William froze, a faint spark of hope warming his veins. Viola and Juliet, as the only granddaughters, had split Richard's mother's investments. Portia, Juliet's only daughter, had inherited all of her mother's share.

Surely Townsend would have told St. Arles about that family trust. But if he hadn't…

“Not yet. It's not a very sizable amount—is it?” He glanced around at the other men and read the answer in their implacable countenances. “A fortune? Good Lord, I must tell St. Arles immediately. He might refund me some of Portia's dowry!”

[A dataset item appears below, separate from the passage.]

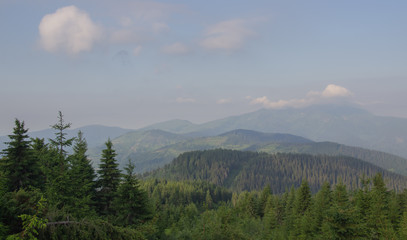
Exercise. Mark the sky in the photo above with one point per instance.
(131, 63)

Hal kicked his greedy brother-in-law's feet out from him and sent him straight onto his knees with his face only inches from the fire.

“One more word like that,” he warned, his immense seaman's paw wrapped in his enemy's graying locks, “and your nose will start roasting. Do you understand me?”

Townsend's face and eyes turned the same pasty shade of gray. “You'd never do that to your brother—would you?”

“I'd gladly destroy anyone who threatened my niece.” Hal's voice held the flat certainty of a butcher announcing the daily special. “Today you helped terrorize her. Why shouldn't I kill you?”

Townsend gulped for air, his lips fluttering like a dying fish's gills. He glanced wildly at William and Richard but found only cold silence, comfortless as the North Pole's icy reaches.

“Of course I'll keep the family secrets,” he finally stuttered and climbed cautiously onto his feet. He swung his head back and forth, weighing the paths to the doors. Hal stepped in front of one, knife in hand, eyes joyous for any excuse for a fight.

Townsend recoiled and spun around.

William glared at him from the other side. If the easterner had an ounce of manhood, he'd draw a weapon—any weapon!—freeing William from his promise to Viola not to kill him. His darling thought their foster daughter needed to keep as much family as possible, given the hard times she sailed into.

Even so, William brought his dirk into the open fast and smooth so the arrogant beast opposite him would know the penalties.

Townsend squeaked, stammered, and flung up his hands.

“Good to know we're finally starting to understand each other.” William bowed slightly, never taking his eyes off the other. “Let me reiterate our bargain one last time. You will never tell St. Arles of Portia's inheritance from her mother.”

Because a trust's arcane rules just might keep the money away from her husband and thus give her a little independence.

Townsend nodded, a single bright spot of crimson burning on each cheek.

“You will be an excellent father to Portia, a veritable example to the world, no matter how great the effort.”

“No,” Townsend gasped. Horror blanched his cheeks even paler. “Surely, you cannot mean I'd have to approve all of her mad starts—”

“Or else her mother's family, the golden Lindsays, will enjoy increasing your punishment,” purred the old commodore and twirled a hot poker like a sabre.

“Yes, yes, of course. My daughter's welfare will ever be—
is
always—my greatest concern,” Townsend assured them, his eyes totally fixated on the iron's red-hot tip.

“And Portia will never know any of this,” William reminded him.

“Certainly not!”

That at least held the ring of truth.

If only they could protect Portia herself as easily.